Perché se viene a mancare il punto di riferimento della parrocchia, la comunità ne risente. Lo ha detto Francesco nella solenne messa del Crisma che ha aperto l’ultima settimana santa e lo ha ribadito altre volte, anche nelle udienze con i vescovi giunti a Roma in visita “ad limina apostolorum” (gli incontri quinquennali tra il Pontefice e l’episcopato mondiale).
Bastioni contro la secolarizzazione
Nessuna contrapposizione con i movimenti, però. Solo una distinzione (chiara) di ruoli, come ha ricordato lo stesso Papa nel corso della veglia del 18 maggio in piazza san Pietro con i movimenti e le comunità ecclesiali giunte a Roma da tutto il mondo. “State vicini sempre ai vostri sacerdoti”, ha ribadito oggi Bergoglio a Prima Porta, consapevole che se cadono le periferie, i bastioni ultimi della fede, poi sarà arduo anche per il centro resistere alla secolarizzazione che procede a grandi passi. Ecco perché il Papa parla di “sentinelle”, “guardiani” chiamati a conservare e far crescere il più possibile le piccole comunità parrocchiali.
Le porte siano sempre aperte
Proprio per questo è fondamentale far sì che “quanti si avvicinano alla chiesa trovino le porte aperte e non controllori della fede”, ha detto sabato mattina nella consueta messa a Santa Marta. “Pensiamo ai cristiani buoni, con buona volontà. Poi pensiamo al segretario della parrocchia. Bene, arrivano due fidanzati che vogliono sposarsi. E invece di dire ‘che bello’, il segretario dice: ‘Ah benissimo, accomodatevi. Se volete la messa, sappiate che costa tanto. Avete il certificato di Battesimo? Allora tutto a posto’. Ecco, questo vuol dire trovarsi una porta chiusa. Troppe volte siamo controllori della fede, anziché facilitatori della fede”.

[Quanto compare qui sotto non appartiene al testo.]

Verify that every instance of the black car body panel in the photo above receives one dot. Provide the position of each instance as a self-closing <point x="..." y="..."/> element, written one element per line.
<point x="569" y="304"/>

Il tormento di non poter frequentare la parrocchia
Francesco vorrebbe essere il primo a vivere la parrocchia, a frequentarla, a incontrare i fedeli. Lui, vescovo tra i vescovi che quand’era in Argentina settimanalmente usciva dal piccolo appartamento accanto alla cattedrale di Buenos Aires per andare a confessare. Il non poterlo fare a Roma lo tormenta. Lo ha detto lui stesso, parlando a braccio, durante la veglia di Pentecoste: “Io vorrei confessare, ancora non ho potuto farlo. Uscire da qui è complicato, un problema”. E dicendo ciò, scrutava via della Conciliazione, immediatamente al di là del confine tra Vaticano e Italia.